Find a prime $p$ from only knowing $x^2\bmod p$ for suitably chosen (small and few) value of $x$

big-listcontest-mathnumber theory

This question is related to the CodeChef problem Guess The Prime of the now closed July 2019 competition. It seems to have caused some stir-up recently during and even shortly after the contest. However, I suppose that a treatment of the mathematical aspects of the problem is appreciated. Additional answers with different approaches or handling different aspects are welcome.


Player $A$ picks a prime number $p$ below some given bound $N$. Player $B$ has the task of finding $p$, for which purpose $B$ may only name an integer $x$ and $A$ will reply with the value $x^2\bmod p$. (Note that $a\bmod b$ is the remainder $\in\{0,\ldots, b-1\}$ not a coset modulo $b\Bbb Z$; so for example $17\bmod 3=17\bmod 5 = 2$ even though $2+3\Bbb Z\ne 2+5\Bbb Z$)

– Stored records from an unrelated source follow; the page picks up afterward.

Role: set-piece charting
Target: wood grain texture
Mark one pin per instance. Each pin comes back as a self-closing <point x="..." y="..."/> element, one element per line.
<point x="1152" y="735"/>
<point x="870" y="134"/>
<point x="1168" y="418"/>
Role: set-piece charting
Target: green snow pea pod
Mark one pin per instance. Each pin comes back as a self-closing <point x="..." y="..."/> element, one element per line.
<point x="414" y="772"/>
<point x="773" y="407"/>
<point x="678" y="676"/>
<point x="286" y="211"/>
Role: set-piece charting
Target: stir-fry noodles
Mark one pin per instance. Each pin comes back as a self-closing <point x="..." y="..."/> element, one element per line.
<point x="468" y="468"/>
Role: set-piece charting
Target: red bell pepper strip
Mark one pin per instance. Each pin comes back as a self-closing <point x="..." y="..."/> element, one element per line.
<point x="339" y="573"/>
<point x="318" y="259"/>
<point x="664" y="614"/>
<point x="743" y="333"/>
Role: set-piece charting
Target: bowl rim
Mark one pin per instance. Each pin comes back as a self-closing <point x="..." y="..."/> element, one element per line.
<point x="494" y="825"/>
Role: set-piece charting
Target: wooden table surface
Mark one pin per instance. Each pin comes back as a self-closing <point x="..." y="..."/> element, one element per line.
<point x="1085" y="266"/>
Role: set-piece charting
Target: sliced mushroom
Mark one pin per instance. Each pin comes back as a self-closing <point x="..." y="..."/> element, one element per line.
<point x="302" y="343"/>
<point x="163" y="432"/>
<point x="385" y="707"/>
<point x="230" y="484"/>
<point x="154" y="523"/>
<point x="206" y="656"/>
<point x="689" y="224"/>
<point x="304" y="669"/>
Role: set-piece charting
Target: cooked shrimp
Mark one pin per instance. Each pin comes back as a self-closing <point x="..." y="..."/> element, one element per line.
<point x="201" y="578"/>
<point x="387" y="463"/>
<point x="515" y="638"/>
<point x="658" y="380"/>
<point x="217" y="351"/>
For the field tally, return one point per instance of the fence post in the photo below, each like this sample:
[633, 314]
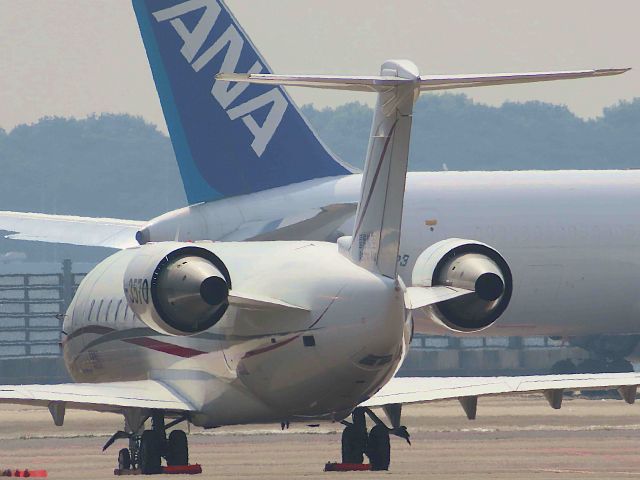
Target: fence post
[67, 284]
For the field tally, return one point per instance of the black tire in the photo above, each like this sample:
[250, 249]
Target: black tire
[124, 459]
[150, 452]
[354, 444]
[592, 365]
[564, 367]
[177, 448]
[379, 448]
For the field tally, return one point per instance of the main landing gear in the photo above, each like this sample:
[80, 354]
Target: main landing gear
[147, 448]
[358, 442]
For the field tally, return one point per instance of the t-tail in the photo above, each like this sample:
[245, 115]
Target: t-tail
[375, 241]
[229, 139]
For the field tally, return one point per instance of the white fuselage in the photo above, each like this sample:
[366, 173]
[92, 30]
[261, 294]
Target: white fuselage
[253, 365]
[571, 238]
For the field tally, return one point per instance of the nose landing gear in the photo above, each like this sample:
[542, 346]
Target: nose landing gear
[375, 444]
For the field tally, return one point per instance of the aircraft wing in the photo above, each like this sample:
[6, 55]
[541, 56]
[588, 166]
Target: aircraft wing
[105, 397]
[94, 232]
[404, 390]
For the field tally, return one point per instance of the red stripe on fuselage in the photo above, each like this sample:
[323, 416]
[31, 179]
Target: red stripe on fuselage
[165, 347]
[268, 348]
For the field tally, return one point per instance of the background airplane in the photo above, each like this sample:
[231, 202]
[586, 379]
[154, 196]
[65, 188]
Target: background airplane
[247, 179]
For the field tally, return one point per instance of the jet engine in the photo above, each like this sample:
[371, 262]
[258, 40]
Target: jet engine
[468, 265]
[182, 291]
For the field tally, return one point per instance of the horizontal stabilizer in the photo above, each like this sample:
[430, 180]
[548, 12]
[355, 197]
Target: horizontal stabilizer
[418, 297]
[261, 302]
[93, 232]
[377, 83]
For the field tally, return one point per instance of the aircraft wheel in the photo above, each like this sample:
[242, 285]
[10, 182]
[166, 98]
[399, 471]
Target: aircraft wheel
[150, 452]
[124, 459]
[564, 367]
[177, 448]
[353, 445]
[379, 448]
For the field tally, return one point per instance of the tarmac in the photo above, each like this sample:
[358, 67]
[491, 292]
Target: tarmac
[515, 437]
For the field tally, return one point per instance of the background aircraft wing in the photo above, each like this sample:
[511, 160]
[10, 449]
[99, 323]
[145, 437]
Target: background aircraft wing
[426, 82]
[106, 397]
[94, 232]
[426, 389]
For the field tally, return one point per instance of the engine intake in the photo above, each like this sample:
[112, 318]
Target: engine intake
[181, 292]
[470, 265]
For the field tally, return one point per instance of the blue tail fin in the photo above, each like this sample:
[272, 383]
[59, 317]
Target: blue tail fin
[229, 139]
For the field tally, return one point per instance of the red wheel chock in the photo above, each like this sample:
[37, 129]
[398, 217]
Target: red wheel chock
[346, 467]
[26, 473]
[175, 470]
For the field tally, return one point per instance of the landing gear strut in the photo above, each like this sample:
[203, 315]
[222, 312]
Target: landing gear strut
[357, 442]
[148, 447]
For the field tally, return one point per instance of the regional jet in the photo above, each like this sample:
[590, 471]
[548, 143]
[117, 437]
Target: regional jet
[253, 169]
[223, 333]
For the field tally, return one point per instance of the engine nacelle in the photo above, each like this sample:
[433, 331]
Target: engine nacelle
[177, 291]
[470, 265]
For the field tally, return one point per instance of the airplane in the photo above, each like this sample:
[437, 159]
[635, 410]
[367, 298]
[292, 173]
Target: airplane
[224, 333]
[253, 169]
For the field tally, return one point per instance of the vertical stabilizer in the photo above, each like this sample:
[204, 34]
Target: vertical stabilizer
[376, 235]
[229, 138]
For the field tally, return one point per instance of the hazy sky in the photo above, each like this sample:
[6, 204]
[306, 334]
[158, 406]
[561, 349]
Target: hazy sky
[76, 57]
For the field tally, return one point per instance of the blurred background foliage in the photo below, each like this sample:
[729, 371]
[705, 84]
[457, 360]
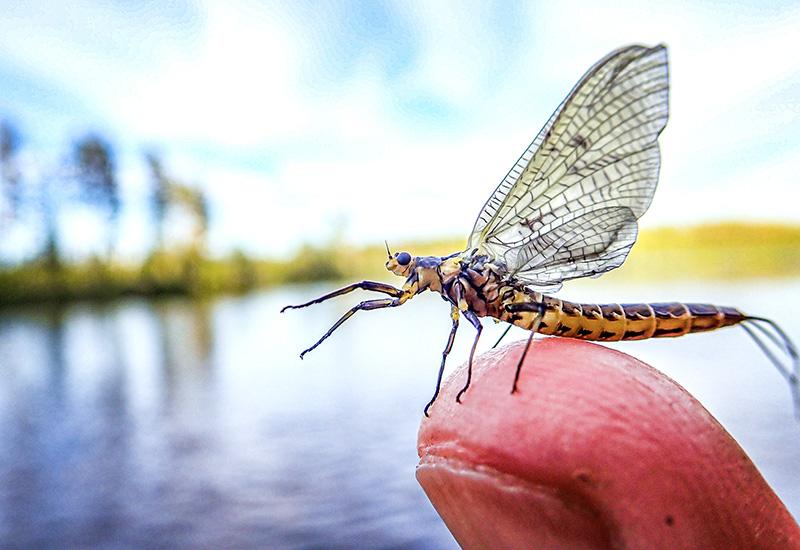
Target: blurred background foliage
[87, 182]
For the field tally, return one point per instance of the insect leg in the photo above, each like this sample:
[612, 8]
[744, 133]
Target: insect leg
[454, 314]
[368, 305]
[526, 306]
[472, 318]
[502, 336]
[364, 285]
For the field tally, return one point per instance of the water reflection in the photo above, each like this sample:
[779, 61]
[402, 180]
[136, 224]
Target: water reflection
[162, 425]
[194, 424]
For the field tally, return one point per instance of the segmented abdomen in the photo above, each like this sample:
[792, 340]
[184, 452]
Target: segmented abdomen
[613, 322]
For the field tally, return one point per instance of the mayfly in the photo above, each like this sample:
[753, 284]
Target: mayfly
[569, 208]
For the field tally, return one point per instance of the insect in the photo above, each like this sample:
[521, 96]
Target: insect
[569, 208]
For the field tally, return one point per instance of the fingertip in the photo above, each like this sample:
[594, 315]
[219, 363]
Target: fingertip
[606, 434]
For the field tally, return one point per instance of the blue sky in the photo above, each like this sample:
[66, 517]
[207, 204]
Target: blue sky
[393, 120]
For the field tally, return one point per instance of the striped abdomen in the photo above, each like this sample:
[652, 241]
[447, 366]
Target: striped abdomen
[612, 322]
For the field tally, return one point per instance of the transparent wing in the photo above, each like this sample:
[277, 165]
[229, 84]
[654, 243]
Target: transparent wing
[568, 207]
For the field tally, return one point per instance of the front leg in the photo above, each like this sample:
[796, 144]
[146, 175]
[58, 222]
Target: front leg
[368, 305]
[476, 322]
[364, 285]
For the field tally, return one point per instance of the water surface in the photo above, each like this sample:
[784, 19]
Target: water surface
[182, 424]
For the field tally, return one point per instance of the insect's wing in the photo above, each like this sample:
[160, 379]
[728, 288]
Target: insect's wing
[568, 207]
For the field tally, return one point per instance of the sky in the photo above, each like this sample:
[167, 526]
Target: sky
[306, 122]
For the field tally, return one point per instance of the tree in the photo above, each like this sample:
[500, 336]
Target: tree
[160, 195]
[9, 166]
[94, 161]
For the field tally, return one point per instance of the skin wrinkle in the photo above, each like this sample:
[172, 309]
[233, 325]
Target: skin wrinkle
[596, 443]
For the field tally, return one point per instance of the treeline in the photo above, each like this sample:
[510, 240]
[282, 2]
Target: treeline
[39, 204]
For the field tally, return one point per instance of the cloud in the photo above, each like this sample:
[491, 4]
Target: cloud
[402, 117]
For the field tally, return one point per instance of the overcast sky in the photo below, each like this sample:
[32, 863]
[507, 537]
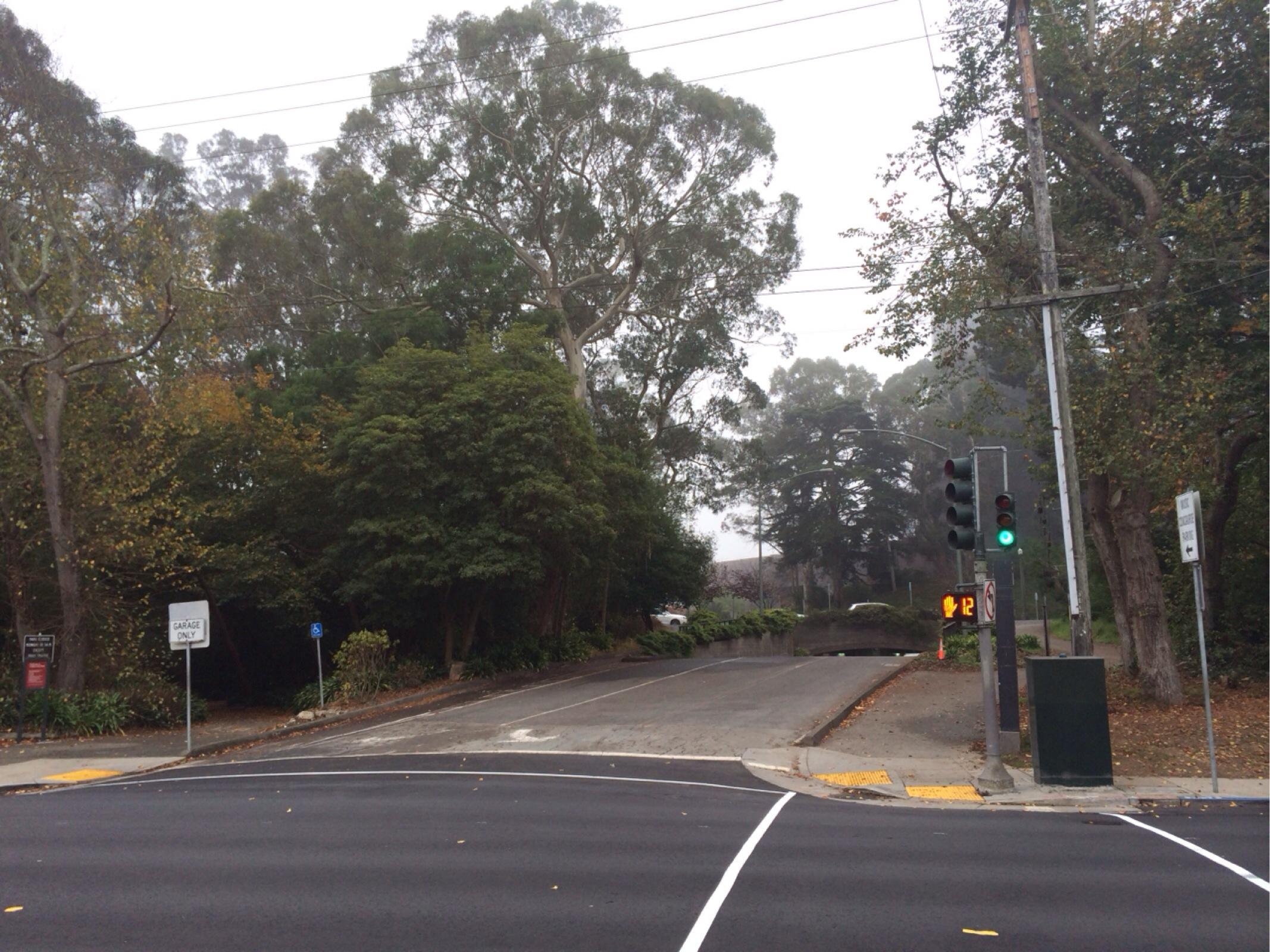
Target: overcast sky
[835, 118]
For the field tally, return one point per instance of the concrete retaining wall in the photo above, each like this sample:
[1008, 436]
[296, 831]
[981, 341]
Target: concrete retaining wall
[760, 646]
[822, 638]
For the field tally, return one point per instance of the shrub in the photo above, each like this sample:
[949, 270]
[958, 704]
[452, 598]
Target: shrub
[571, 646]
[627, 627]
[89, 712]
[525, 654]
[1028, 643]
[703, 626]
[362, 663]
[101, 712]
[412, 673]
[667, 643]
[599, 640]
[309, 697]
[964, 646]
[154, 701]
[901, 621]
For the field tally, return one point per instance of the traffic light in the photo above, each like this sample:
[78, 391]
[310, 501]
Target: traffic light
[959, 491]
[1008, 532]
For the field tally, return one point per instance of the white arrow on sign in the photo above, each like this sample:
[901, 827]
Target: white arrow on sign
[1190, 527]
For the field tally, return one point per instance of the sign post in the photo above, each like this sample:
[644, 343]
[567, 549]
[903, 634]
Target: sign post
[1190, 535]
[188, 627]
[37, 658]
[315, 634]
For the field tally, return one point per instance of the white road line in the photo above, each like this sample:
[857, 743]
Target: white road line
[729, 878]
[176, 781]
[496, 696]
[1234, 868]
[623, 691]
[464, 754]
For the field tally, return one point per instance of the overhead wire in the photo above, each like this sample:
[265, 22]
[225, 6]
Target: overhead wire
[545, 45]
[352, 137]
[530, 70]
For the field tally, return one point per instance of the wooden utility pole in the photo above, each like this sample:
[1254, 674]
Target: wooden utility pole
[1056, 349]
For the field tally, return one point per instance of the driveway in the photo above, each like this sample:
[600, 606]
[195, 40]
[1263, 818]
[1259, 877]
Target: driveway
[675, 707]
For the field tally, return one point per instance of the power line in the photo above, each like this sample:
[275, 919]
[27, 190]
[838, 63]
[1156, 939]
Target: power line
[408, 127]
[506, 74]
[440, 62]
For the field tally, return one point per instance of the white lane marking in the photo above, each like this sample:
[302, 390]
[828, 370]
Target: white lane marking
[428, 774]
[729, 878]
[1234, 868]
[623, 691]
[525, 735]
[415, 753]
[496, 696]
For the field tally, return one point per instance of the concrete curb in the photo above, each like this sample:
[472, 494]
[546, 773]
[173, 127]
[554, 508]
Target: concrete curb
[814, 737]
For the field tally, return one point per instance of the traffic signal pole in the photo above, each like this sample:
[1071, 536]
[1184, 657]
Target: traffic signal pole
[993, 777]
[1056, 348]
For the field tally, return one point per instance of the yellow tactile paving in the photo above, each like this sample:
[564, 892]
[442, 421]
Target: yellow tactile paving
[854, 778]
[953, 791]
[77, 776]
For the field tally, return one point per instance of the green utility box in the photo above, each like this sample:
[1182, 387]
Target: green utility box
[1071, 741]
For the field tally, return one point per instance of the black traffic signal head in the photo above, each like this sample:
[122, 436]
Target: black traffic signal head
[1008, 530]
[959, 491]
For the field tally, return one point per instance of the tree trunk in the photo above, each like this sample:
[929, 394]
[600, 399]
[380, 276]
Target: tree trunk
[228, 634]
[48, 437]
[1109, 555]
[562, 605]
[15, 579]
[470, 625]
[574, 361]
[448, 624]
[1144, 597]
[1218, 513]
[603, 608]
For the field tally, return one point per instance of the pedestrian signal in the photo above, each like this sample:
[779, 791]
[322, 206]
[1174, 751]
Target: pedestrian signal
[959, 606]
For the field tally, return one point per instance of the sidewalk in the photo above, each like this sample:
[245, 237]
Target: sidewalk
[912, 741]
[79, 759]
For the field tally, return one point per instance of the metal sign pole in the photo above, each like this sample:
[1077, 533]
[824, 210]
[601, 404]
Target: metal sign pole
[43, 711]
[1198, 573]
[188, 744]
[22, 695]
[321, 696]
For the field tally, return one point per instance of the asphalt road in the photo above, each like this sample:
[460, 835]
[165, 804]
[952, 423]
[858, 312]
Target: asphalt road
[559, 852]
[685, 707]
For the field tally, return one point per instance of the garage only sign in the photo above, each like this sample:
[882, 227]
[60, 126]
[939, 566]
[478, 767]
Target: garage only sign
[188, 625]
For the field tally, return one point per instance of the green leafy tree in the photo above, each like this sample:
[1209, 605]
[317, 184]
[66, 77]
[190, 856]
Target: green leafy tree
[1159, 182]
[93, 233]
[833, 502]
[623, 197]
[462, 474]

Q1: How many queries are needed for $B$ to succeed with guarantee?

Q2: How many queries are needed if we require $x<N$?

Q3: How large must we allow $x$ to be so that $B$ can succeed with a single query?

Q4: What are the smallest possible queries in order to succeed with two queries?

… and many more questions can be thought of in this context (the second question is the generalized essence of the original CodeChef problem). Even more variations are obtained by considering other (finite, of course) sets of primes instead of all primes below some threshold.

Best Answer

Q1. We have the primes $$p_1<p_2<\ldots <p_n $$ and want to pick $x$ such that $x^2\bmod p_i$ differes for all $i$. For odd $p$, there are $\frac{p+1}2$ quadratic remainders modulo $p$, and we always have $\frac{p_i+1}2>i-1$. Therefore, it is always possible to pick a quadratic remainder modulo $p_i$ that differs from any quadratice remainders modulo $p_j$, $j<i$, picked before. Therefore, it is possible to pick $a_1,\ldots, a_n$ such that $a_i^2\bmod p_i\ne a_j^2\bmod p_j$ for $i\ne j$. The Chinese Remainder Theorem guarantees that there exists $x$ with $0\le x< p_1p_2\cdots p_n-1$ such that $x\equiv a_i\pmod {p_i}$ for all $i$, and hence $x^2\bmod p_i$ determines $i$ uniquely, as desired. Unfortunately, $p_1p_2\cdots p_n$ is an undesirably large bound.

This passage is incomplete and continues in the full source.